La position de la commission

Bien qu'aucune portée juridique ne soit explicitement donnée à la prise en considération du projet urbain partenarial, en amont de la conclusion de la convention créant ledit projet, il convient de rappeler que cette notion existe déjà dans le code de l'urbanisme, en matière de sursis à statuer, conformément aux dispositions de l'article L. 111-10 du code de l'urbanisme, et est créatrice de droits52(*). En d'autres termes, l'utilisation de la notion de « prise en considération » pourrait permettre aux porteurs de projets de bénéficier de droits et de s'en prévaloir par la suite alors même que le projet ne serait pas suffisamment abouti pour que la collectivité territoriale compétente puisse s'engager.

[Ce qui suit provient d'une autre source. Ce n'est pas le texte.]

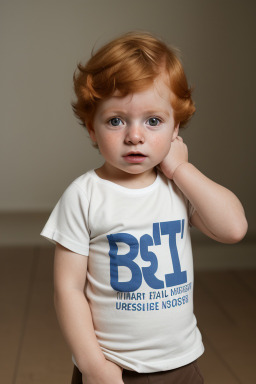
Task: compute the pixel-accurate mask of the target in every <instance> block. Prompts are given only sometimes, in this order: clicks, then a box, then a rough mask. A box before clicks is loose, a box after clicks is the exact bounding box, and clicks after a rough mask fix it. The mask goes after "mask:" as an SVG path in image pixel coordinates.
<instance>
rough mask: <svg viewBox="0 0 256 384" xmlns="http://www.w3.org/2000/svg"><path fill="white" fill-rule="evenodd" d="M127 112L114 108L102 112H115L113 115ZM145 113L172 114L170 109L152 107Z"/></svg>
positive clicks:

C'est pourquoi il apparaît nécessaire de ne pas prévoir une délibération qui pourrait s'avérer créatrice de droits au profit du porteur de projet. Ainsi, votre rapporteur propose l'organisation d'un débat par la commune ou l'établissement public de coopération intercommunale compétent en matière de plan local d'urbanisme, à la demande des personnes ayant qualité pour déposer une demande de permis de construire ou d'aménager. Ce débat permettrait aux élus locaux de faire connaître leur éventuel intérêt pour le projet ainsi que les orientations qu'ils souhaiteraient voir prises en compte par les porteurs du projet. Ce débat ne serait pas créateur de droits au profit de ces derniers et serait facultatif, laissé à la libre appréciation de la collectivité ou du groupement de collectivités.

La commission a adopté l'article 25 ainsi modifié.

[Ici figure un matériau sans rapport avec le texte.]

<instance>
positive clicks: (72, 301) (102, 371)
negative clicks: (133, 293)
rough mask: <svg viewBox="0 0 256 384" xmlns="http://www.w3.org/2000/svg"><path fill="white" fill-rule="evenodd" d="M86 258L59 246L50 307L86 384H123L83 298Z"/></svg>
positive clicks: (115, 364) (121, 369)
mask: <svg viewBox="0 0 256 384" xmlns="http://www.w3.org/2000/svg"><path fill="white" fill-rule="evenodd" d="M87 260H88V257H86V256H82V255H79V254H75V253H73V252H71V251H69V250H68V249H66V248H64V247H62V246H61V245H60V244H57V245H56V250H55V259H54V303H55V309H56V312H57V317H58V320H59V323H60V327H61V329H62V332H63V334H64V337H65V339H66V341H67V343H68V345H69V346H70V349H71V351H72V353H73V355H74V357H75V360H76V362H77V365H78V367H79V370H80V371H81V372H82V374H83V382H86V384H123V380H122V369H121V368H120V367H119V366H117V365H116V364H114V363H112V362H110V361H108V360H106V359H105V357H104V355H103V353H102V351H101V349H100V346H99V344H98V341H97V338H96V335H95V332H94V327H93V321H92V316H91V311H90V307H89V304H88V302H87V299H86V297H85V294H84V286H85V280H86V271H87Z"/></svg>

* 51 Mentionnées à l'article L. 121-2 du code de l'urbanisme.

* 52 Pour mémoire, on rappellera que l'article L. 111-10 du code de l'urbanisme prévoit, pour préparer une opération d'aménagement ou la réalisation de travaux publics, la possibilité d'instituer des périmètres dans lesquels il peut être sursis à statuer sur les autorisations d'occupation des sols qui pourrait rendre plus onéreuse l'exécution du projet envisagé. Il s'agit d'une mesure à titre conservatoire, facultative et exceptionnelle, destinée à empêcher ou à différer une autorisation.